A quest’esercitazione, predisposta dal nuovo Comando per le operazioni USA in Africa, AFRICOM, partecipano circa 360 militari dell’Aeronautica, dell’Esercito, della Marina e del Corpo dei Marines, impegnati nella pianificazione strategica e il coordinamento di unità presenti in località differenti d’Italia e Stati Uniti d’America. Il tutto è diretto dal Comando SETAF (Southern European Task Force) di Vicenza, da due mesi a questa parte rinominato “SETAF/US Army Africa”, per assumere la conduzione delle operazioni dell’Esercito USA nel continente africano.

La SETAF ha inviato ad Aviano un contingente di 40 specialisti nel settore delle telecomunicazioni, per montare un vero e proprio accampamento con shelter, centri di controllo e apparecchiature radio. Altra località utilizzata per l’esercitazione “Lion Focus 2009” è la base di Longare, sino a qualche anno fa un deposito di armi nucleari tattiche dell’US Army e dove, secondo gli attivisti no-war del Presidio Permanente di Vicenza, sarebbero stati avviati imponenti lavori sotterranei top secret.

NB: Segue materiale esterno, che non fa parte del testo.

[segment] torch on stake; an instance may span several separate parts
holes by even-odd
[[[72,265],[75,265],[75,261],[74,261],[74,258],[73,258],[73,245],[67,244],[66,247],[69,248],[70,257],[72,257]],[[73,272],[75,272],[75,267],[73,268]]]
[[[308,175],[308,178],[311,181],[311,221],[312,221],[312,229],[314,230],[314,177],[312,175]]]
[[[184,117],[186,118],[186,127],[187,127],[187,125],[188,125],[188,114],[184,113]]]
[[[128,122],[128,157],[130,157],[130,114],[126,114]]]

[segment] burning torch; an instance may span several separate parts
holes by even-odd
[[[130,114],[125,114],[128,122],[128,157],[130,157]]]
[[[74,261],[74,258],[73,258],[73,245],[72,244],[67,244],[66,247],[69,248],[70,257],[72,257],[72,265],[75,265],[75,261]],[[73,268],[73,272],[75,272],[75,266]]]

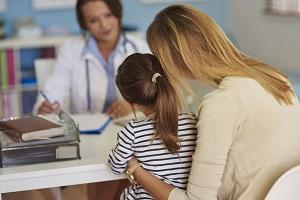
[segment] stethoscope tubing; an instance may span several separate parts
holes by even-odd
[[[133,48],[133,50],[135,52],[137,52],[137,46],[136,44],[134,44],[133,41],[129,40],[126,37],[126,34],[123,33],[123,37],[124,37],[124,42],[122,44],[123,48],[124,48],[124,52],[125,54],[127,54],[127,48],[126,48],[126,44],[130,44]],[[90,81],[90,70],[89,70],[89,60],[85,59],[85,76],[86,76],[86,98],[87,98],[87,111],[91,112],[92,111],[92,100],[91,100],[91,81]]]

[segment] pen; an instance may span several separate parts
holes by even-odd
[[[45,94],[43,91],[40,91],[40,94],[42,95],[42,97],[43,97],[46,101],[48,101],[49,103],[51,103],[50,100],[49,100],[49,98],[46,96],[46,94]],[[62,113],[62,110],[61,110],[61,109],[60,109],[59,111],[53,110],[53,112],[56,113],[58,116],[60,116],[61,113]]]
[[[45,93],[43,91],[40,91],[40,94],[42,95],[42,97],[46,100],[46,101],[49,101],[50,100],[48,99],[48,97],[45,95]]]

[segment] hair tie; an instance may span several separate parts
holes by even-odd
[[[160,75],[160,73],[155,73],[155,74],[153,74],[153,76],[152,76],[152,83],[156,83],[156,78],[157,77],[162,77],[161,75]]]

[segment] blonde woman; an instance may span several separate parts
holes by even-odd
[[[155,199],[264,199],[283,172],[300,164],[300,107],[287,77],[240,52],[190,6],[162,10],[147,40],[173,85],[192,78],[216,89],[199,107],[187,190],[142,167],[133,171],[136,181]]]

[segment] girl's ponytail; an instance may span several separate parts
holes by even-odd
[[[180,148],[177,138],[179,100],[167,78],[156,78],[157,97],[155,103],[155,137],[161,138],[171,153]]]

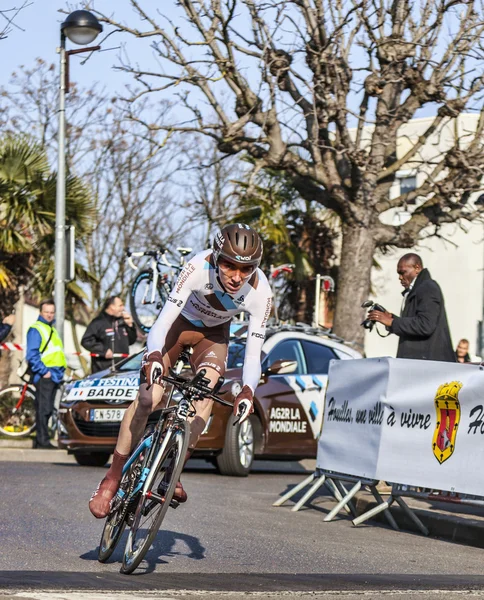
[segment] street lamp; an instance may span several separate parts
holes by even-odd
[[[66,50],[66,37],[74,44],[84,46],[93,42],[103,30],[96,17],[87,10],[75,10],[61,25],[61,43],[57,52],[60,55],[59,85],[59,157],[57,168],[57,189],[55,202],[55,284],[56,328],[64,340],[65,319],[65,279],[66,279],[66,114],[65,100],[69,92],[69,56],[81,52],[99,50],[100,46]]]

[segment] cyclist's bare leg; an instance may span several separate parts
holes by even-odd
[[[210,380],[210,387],[217,383],[220,373],[218,373],[215,369],[204,367],[206,370],[205,377]],[[193,453],[200,436],[202,435],[203,430],[205,429],[205,425],[210,417],[212,412],[213,400],[210,398],[205,398],[204,400],[198,400],[194,403],[195,408],[195,416],[189,417],[188,421],[190,422],[190,439],[188,441],[188,451],[185,456],[185,464]],[[175,494],[173,496],[175,500],[178,502],[186,502],[187,493],[183,489],[183,486],[180,481],[178,481],[176,485]]]
[[[96,518],[103,519],[108,515],[111,500],[121,482],[123,467],[131,450],[141,439],[149,415],[161,402],[162,397],[162,386],[155,384],[147,393],[146,384],[142,384],[140,393],[124,413],[111,466],[89,501],[89,509]]]
[[[119,454],[130,454],[141,439],[148,417],[156,409],[163,397],[163,387],[154,384],[146,393],[146,384],[141,384],[140,392],[126,410],[121,422],[116,450]]]

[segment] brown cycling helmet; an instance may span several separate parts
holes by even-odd
[[[248,225],[226,225],[213,240],[213,255],[215,263],[223,256],[239,265],[257,268],[262,259],[262,240]]]

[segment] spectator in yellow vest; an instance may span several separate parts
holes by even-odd
[[[54,327],[53,300],[40,303],[37,321],[27,331],[27,354],[35,385],[35,419],[37,438],[34,448],[55,450],[50,443],[48,423],[54,410],[55,395],[67,366],[62,341]]]

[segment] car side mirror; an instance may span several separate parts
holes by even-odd
[[[275,360],[266,369],[267,375],[288,375],[297,370],[297,361],[280,358]]]

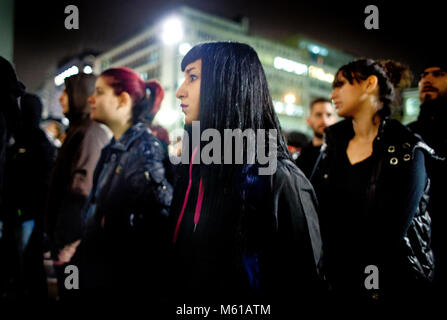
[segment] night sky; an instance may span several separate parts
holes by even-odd
[[[354,56],[392,58],[419,71],[442,54],[446,11],[441,1],[243,1],[243,0],[16,0],[14,62],[20,79],[36,90],[64,57],[103,51],[135,35],[180,4],[224,18],[246,16],[250,32],[273,40],[302,34]],[[80,29],[66,30],[64,8],[79,8]],[[379,8],[379,30],[364,26],[368,4]],[[445,46],[447,47],[447,46]]]

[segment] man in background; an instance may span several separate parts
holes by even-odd
[[[312,128],[312,140],[304,146],[296,164],[310,178],[323,144],[324,130],[337,121],[334,106],[328,98],[319,97],[310,103],[307,124]]]

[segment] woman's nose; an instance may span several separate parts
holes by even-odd
[[[184,93],[184,90],[183,90],[183,83],[182,83],[182,85],[180,86],[180,88],[177,89],[177,92],[175,93],[175,97],[176,97],[177,99],[181,99],[181,98],[183,98],[184,96],[185,96],[185,93]]]
[[[329,96],[329,99],[334,100],[335,97],[335,90],[332,91],[331,95]]]

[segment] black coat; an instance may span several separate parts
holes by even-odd
[[[25,86],[17,80],[11,63],[0,56],[0,221],[3,219],[3,188],[6,147],[15,133],[20,117],[17,98],[25,94]]]
[[[295,163],[300,168],[307,178],[312,175],[313,168],[317,162],[318,156],[320,155],[321,146],[314,146],[312,142],[307,144],[301,150]]]
[[[433,221],[433,252],[435,254],[435,282],[441,290],[447,284],[447,209],[445,205],[447,181],[447,99],[438,98],[421,105],[417,121],[408,128],[435,150],[438,156],[429,164],[431,172],[430,215]]]
[[[5,203],[10,218],[33,219],[42,227],[55,157],[56,148],[40,128],[27,128],[16,135],[6,161]]]
[[[50,183],[56,148],[40,129],[42,103],[33,94],[21,99],[21,114],[14,143],[6,161],[6,200],[12,220],[33,219],[42,228],[45,197]]]
[[[182,166],[173,227],[189,180],[189,168]],[[317,286],[321,285],[322,244],[311,184],[289,159],[278,160],[273,175],[258,175],[258,166],[245,165],[235,177],[228,187],[223,182],[210,184],[211,189],[205,186],[194,227],[200,168],[193,168],[190,195],[173,245],[176,301],[264,301],[285,306],[306,295],[315,297],[312,293],[321,289]]]
[[[373,143],[372,171],[363,204],[347,220],[345,203],[352,195],[338,195],[341,157],[354,136],[347,119],[326,129],[326,142],[312,183],[321,204],[320,221],[329,282],[338,292],[377,298],[364,285],[367,265],[379,269],[379,297],[417,292],[417,284],[433,278],[429,180],[425,164],[433,154],[426,144],[395,120],[382,121]],[[423,285],[422,285],[423,286]],[[423,294],[422,292],[420,292]]]
[[[103,149],[83,211],[83,290],[111,289],[118,299],[139,289],[157,291],[173,196],[170,172],[165,149],[143,123]]]

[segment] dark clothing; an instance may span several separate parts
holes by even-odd
[[[72,123],[58,152],[47,207],[47,233],[54,251],[81,238],[81,211],[93,183],[107,129],[85,117]]]
[[[6,147],[19,119],[17,98],[25,94],[25,86],[17,80],[11,63],[0,57],[0,221],[2,220]]]
[[[320,155],[321,146],[314,146],[312,142],[307,144],[300,152],[298,159],[296,159],[296,165],[303,171],[306,177],[309,179]]]
[[[408,128],[420,135],[432,147],[437,160],[428,164],[431,173],[429,210],[433,222],[432,247],[435,255],[435,285],[445,290],[447,285],[447,209],[445,205],[445,190],[447,181],[447,99],[439,98],[421,105],[418,120],[409,124]],[[440,159],[443,158],[443,159]]]
[[[319,292],[316,198],[290,160],[278,160],[273,175],[258,175],[257,165],[245,165],[232,185],[205,185],[199,220],[198,165],[179,220],[189,177],[189,168],[182,167],[173,202],[173,224],[179,223],[172,263],[178,302],[287,305]]]
[[[15,143],[7,150],[6,161],[5,202],[10,218],[33,219],[42,228],[55,153],[55,147],[38,127],[16,135]]]
[[[10,248],[2,261],[7,261],[10,269],[5,274],[14,279],[16,293],[34,301],[44,301],[47,294],[42,227],[54,153],[39,128],[19,131],[7,150],[4,238]],[[32,233],[23,233],[25,224],[33,226]]]
[[[0,260],[7,261],[11,251],[11,237],[8,237],[8,227],[4,224],[6,208],[3,201],[5,191],[6,148],[10,138],[15,133],[19,119],[18,97],[25,93],[25,86],[17,80],[11,63],[0,56]],[[9,238],[9,239],[8,239]],[[0,263],[0,295],[8,285],[11,264]]]
[[[354,224],[362,221],[365,217],[359,216],[359,208],[367,203],[368,183],[373,173],[373,158],[368,157],[361,162],[351,164],[346,153],[339,154],[340,159],[337,163],[341,166],[338,168],[337,175],[343,177],[340,179],[339,188],[334,190],[336,198],[342,199],[345,195],[351,195],[350,201],[346,201],[344,206],[344,216],[346,220],[353,221]]]
[[[56,149],[39,128],[40,99],[25,94],[21,111],[14,143],[7,149],[4,213],[11,254],[5,260],[9,261],[20,294],[44,299],[42,228]]]
[[[447,98],[429,100],[421,105],[418,119],[408,125],[408,128],[417,133],[437,155],[447,155]]]
[[[169,166],[168,155],[143,123],[103,149],[83,211],[83,293],[120,301],[139,294],[161,297],[173,196]]]
[[[111,137],[107,127],[90,119],[87,99],[95,81],[94,75],[85,73],[64,80],[70,126],[53,171],[45,223],[55,258],[61,248],[81,237],[81,210],[92,187],[101,149]]]
[[[384,120],[372,155],[352,165],[346,149],[353,137],[349,119],[326,129],[312,179],[328,280],[343,299],[424,295],[418,290],[426,289],[434,268],[425,169],[433,150],[399,122]],[[378,291],[365,287],[370,265],[379,270]]]
[[[42,229],[45,196],[50,183],[56,149],[40,129],[40,99],[25,94],[14,144],[7,151],[6,198],[8,213],[14,220],[36,220]]]

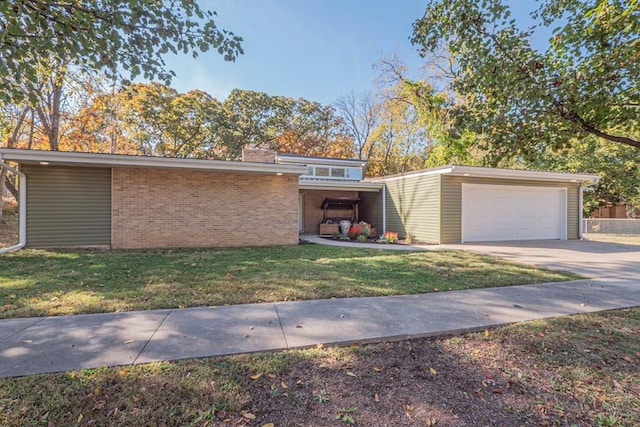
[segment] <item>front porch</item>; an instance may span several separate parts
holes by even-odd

Lo scalo aereo di Aviano – una delle principali basi nucleari in Europa dell’US Air Force – entra dunque a far parte del “club” delle basi USA in Italia destinate al comando e al supporto delle missioni AFRICOM. Ad Aviano e Vicenza si aggiungono infatti la stazione aeronavale di Sigonella (Sicilia), vero e proprio “hub per le operazioni di rifornimento e carico dei velivoli diretti verso il continente africano; la base di Camp Darby (Livorno), che assicurerà la movimentazione di uomini, mezzi e armamenti dell’US Army; e il complesso navale di Napoli-Capodichino-Gaeta, sede del Comando per le Forze Navali USA in Europa e della VI Flotta, a cui sono state pure attribuite le funzioni di comando della neo costituita “US Naval Forces Africa”. Secondo indiscrezioni trapelate al Pentagono, la stessa città di Napoli è tra le candidate più accreditate ad ospitare entro un paio di anni il quartier generale di AFRICOM, oggi a Stoccarda (Germania), per avvicinarlo il più possibile all’area geografica d’intervento.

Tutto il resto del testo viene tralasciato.